Gold Stock Bulls Gore The Bears
Where Are The Populist Government Leaders Who Are Cutting Their Outrageous Government Debts?
The answer, unfortunately, is that they do not exist.
Citizens riot in France over insane fuel taxes, central bankers resign in India, markets crash in America, and England’s citizens watch their Brexit turn into an overpriced wet noodle.
None of this fazes the world’s populist leaders. They believe they alone can fix what debt broke… with more debt!
In the middle of all the mayhem and madness, the uncrowned queen of the world, gold bullion, sits cooler than a cucumber. Gold is showcasing a nice steady uptrend on this medium-term price chart.
Heavyweight analysts at JP Morgan, Goldman, Wells Fargo, and other big banks are bullish on gold now, but many amateur analysts and investors are worried (with some sounding outright terrified) that gold is going lower.
This is a classic wall of worry rally, and I expect the upside price action to accelerate in January and February.
There’s also a real possibility that Trump piles on more destructive tariffs by March. If that happens, it would occur just as Chinese New Year gold buying really accelerates.
In that scenario, gold could surge towards the key $1400 area and the US stock market would likely crash like it did in 1929.
Investors must keep their eye on the big picture, which is all about the growth of the Chindian love trade and the rise of inflation, especially in the West.
A new pillar of gold bullion demand could also emerge now that India’s populist leader (Modi) has essentially taken control of the nation’s central bank. A fresh survey shows that 90% of Indian households see substantially higher inflation coming in 2019. That survey was done before the nation’s top central banker resigned yesterday!
The world’s populist leaders want interest rates to stop rising so their governments can borrow even more money and waste it on silly “people helper” programs.
Some of the populist leaders want to buy more bombs, some want more welfare programs, but what they all have in common is they want to spend more, and more, and more! This is highly inflationary.
While many amateur gold analysts have talked about their fear of lower prices, I’ve urged investors to focus on the epic upside breakout taking place on the world’s most important gold mining company. That company is: Barrick.
Junior gold and silver stock enthusiasts can expect to see their stocks begin to follow the Barrick leader. It’s already happening with many of the CDNX-listed stocks, and this morning’s pre-market “super surge” in Barrick’s price is going to start the next major wave higher for most of the junior miners.
What seals the deal? Answer: A weekly close above $14 for Barrick. I expect it to happen this week and investors who waste time reading the fears of the gold bears risk missing out on years of upside price action. The bottom line:
This is not the start of a gold bull market. It’s the start of a bull era that will last a hundred years.
I’ve predicted three US rate hikes for 2019. Goldman was predicting four, but yesterday their chief economist Jay Hatzius reduced his forecast to three.
We’re on the same page now, with both of us predicting three hikes, a surprising rise in US inflation, and GDP growth that fades under the 2% marker by the second half of 2019.
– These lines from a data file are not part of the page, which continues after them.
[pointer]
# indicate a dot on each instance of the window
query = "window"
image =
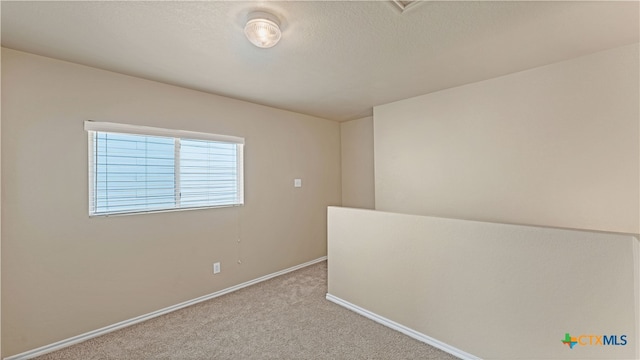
(137, 169)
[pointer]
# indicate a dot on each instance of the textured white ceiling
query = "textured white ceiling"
(336, 60)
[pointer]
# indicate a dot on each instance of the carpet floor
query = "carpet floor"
(286, 317)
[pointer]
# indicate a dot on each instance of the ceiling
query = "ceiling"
(336, 59)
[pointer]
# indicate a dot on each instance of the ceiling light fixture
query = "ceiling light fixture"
(262, 30)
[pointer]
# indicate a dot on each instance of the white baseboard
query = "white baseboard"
(107, 329)
(403, 329)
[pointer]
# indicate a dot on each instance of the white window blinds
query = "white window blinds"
(135, 169)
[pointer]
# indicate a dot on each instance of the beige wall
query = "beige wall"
(64, 274)
(357, 163)
(556, 146)
(495, 291)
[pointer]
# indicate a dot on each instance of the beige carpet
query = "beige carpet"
(286, 317)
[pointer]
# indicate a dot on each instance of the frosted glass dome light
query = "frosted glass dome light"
(262, 30)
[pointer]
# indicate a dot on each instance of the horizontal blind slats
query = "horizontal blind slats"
(137, 173)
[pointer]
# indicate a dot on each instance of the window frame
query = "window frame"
(108, 127)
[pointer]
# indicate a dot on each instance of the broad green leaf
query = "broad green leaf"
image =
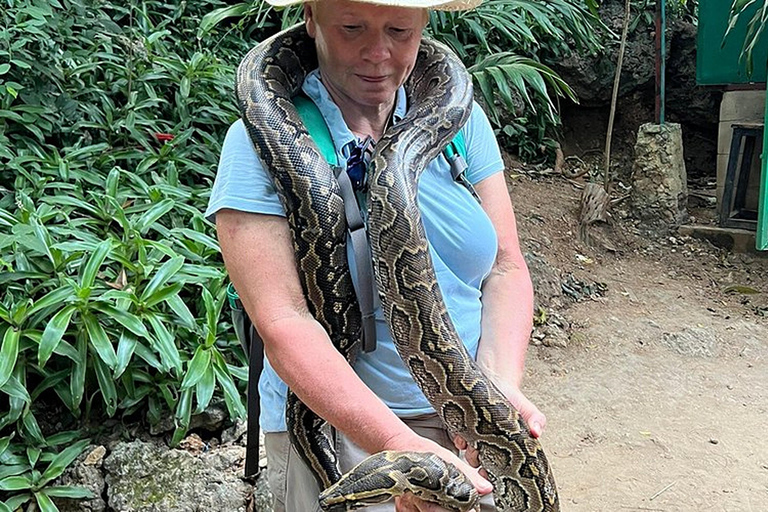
(182, 311)
(53, 333)
(165, 345)
(127, 320)
(56, 297)
(88, 272)
(163, 294)
(215, 17)
(99, 340)
(163, 274)
(15, 389)
(33, 455)
(149, 357)
(231, 394)
(16, 501)
(204, 389)
(149, 217)
(196, 367)
(16, 483)
(198, 237)
(8, 354)
(5, 442)
(45, 503)
(77, 383)
(106, 385)
(62, 461)
(71, 492)
(8, 468)
(66, 437)
(31, 428)
(125, 349)
(182, 416)
(51, 380)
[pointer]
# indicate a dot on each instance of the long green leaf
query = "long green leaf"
(152, 215)
(99, 340)
(127, 320)
(94, 262)
(163, 294)
(5, 442)
(53, 333)
(125, 349)
(72, 492)
(31, 427)
(106, 385)
(182, 311)
(15, 389)
(231, 394)
(62, 461)
(204, 389)
(45, 503)
(55, 297)
(215, 17)
(197, 367)
(163, 274)
(9, 352)
(16, 483)
(77, 382)
(165, 345)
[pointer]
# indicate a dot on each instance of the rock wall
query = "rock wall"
(694, 108)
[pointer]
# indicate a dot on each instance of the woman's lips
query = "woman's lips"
(373, 79)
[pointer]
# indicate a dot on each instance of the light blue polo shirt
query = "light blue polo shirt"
(461, 237)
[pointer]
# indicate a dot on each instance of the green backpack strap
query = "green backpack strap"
(317, 128)
(456, 154)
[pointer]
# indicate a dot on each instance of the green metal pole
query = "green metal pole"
(661, 59)
(761, 237)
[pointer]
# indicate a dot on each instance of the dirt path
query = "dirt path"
(659, 401)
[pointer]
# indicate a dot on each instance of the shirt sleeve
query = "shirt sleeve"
(242, 182)
(483, 153)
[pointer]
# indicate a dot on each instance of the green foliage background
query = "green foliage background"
(112, 290)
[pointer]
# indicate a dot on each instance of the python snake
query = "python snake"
(440, 93)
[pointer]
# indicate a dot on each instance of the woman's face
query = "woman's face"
(365, 51)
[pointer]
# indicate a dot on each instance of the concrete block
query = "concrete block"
(742, 106)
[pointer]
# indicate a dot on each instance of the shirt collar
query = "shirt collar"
(340, 133)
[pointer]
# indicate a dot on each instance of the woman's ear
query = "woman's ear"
(309, 18)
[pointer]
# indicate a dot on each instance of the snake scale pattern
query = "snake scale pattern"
(440, 92)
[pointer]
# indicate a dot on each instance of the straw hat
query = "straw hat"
(436, 5)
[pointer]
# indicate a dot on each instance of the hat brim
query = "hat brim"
(436, 5)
Ray Dalio is head of the world’s largest hedge fund (Bridgewater). Ray predicts an “inflationary depression” will envelop America within about two years. I think it takes three to four years, but given the danger, does the time frame really matter? The timing of a hurricane doesn’t change the fact that people need to get out of its way.
Just as most big bank analysts are positive about gold now, they have increasingly negative forecasts for the US dollar.
The policies of the world’s “spendaholic” populist leaders are extremely inflationary. The bank analysts know that’s bad news for dollar bugs and great news for gold stock investors.